Some people may place different aspects in different categories.

Talking to different individuals involved at both ends of the spectrum has made me way more informed, but also still indecisive. People fighting coal expansion, like Steve Charter (a rancher who grazes his cattle above the signal Peak coal mine), try to understand the coal companies and get along. Similarly, the foremen we spoke with at Signal Peak also try to understand the rancher’s point of view, while admitting that they usually don’t see eye to eye on most issues.

Both groups, ranchers and miners, have equally valid arguments explaining why coal is ‘good’ or ‘bad’, necessary or unnecessary. We are discussing all viewpoints as a group and will ultimately decide, as individuals, where our value systems lie and what we think about the issue.

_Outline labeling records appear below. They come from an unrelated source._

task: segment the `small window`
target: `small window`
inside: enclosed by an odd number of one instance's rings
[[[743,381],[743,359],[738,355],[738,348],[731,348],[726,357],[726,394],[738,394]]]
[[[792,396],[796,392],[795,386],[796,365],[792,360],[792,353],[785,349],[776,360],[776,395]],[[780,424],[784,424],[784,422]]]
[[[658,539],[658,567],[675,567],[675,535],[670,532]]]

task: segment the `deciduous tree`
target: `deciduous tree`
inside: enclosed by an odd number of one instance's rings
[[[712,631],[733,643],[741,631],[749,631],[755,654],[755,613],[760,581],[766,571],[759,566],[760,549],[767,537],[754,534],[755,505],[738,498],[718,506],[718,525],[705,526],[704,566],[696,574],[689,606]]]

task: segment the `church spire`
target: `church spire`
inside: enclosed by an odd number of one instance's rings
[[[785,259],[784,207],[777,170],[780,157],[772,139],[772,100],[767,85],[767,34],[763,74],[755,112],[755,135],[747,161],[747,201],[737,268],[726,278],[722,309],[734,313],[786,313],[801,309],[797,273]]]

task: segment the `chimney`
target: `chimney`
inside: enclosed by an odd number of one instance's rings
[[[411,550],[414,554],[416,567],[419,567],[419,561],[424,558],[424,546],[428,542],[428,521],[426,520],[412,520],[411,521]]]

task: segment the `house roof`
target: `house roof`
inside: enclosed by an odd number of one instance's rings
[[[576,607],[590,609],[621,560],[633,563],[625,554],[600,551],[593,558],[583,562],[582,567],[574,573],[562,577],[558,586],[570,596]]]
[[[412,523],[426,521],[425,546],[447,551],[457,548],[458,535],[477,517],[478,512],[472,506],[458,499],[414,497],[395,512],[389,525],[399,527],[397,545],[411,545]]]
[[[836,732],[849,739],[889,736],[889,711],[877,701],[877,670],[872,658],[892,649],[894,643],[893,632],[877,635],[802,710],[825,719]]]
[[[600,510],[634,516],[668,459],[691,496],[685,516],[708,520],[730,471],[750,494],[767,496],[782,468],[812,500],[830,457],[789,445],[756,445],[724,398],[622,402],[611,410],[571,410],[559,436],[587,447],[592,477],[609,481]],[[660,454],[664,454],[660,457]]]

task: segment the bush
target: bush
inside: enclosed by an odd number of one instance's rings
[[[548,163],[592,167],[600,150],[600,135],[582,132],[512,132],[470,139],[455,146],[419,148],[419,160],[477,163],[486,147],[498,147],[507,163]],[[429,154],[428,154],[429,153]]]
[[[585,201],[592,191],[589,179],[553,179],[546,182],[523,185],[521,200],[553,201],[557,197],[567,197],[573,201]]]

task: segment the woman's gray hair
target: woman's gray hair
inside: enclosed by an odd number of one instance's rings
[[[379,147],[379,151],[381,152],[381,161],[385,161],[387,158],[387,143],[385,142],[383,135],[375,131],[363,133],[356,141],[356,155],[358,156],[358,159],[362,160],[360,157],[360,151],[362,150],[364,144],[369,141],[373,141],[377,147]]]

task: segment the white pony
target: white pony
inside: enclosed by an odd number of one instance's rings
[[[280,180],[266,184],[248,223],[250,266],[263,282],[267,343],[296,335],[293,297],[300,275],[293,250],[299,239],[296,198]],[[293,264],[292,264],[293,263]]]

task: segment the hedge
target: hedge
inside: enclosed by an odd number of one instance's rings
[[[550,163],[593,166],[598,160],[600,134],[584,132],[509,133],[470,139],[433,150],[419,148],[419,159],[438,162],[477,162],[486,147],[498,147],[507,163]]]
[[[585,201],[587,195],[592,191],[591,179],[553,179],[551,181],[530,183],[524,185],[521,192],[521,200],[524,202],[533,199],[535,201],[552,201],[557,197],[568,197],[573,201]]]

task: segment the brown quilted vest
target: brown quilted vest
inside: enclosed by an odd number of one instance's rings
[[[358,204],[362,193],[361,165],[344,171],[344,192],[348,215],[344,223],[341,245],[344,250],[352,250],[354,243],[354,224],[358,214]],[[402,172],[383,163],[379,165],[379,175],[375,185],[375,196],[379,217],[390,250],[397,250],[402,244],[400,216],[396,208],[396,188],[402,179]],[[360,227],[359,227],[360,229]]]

I don’t think the issue is black-or-white. With what we’ve learned so far, I’ve come to understand that coal will have to stay for a little while longer while we work to develop new technologies for alternative energy, find ways to create jobs in the sector, and get more people on board using grants and incentives. I do believe that we can’t continue to depend on coal to create electricity the way we currently do. We will have to shift to new ways of making electricity, and it won’t be all that easy. Steve Charter made a good analogy: typewriters used to be the leading technology in typing and employed many skilled people to produce them. But eventually, that technology was replaced with a new one and some jobs were lost in the shift. Most people would argue that we’re in a better place now because of it. I think something similar will need to happen to transition from coal (and other fossil fuels) to cleaner sources of energy. We just need to make sure we are as well-prepared as possible for the coming shift to make it as smooth as possible.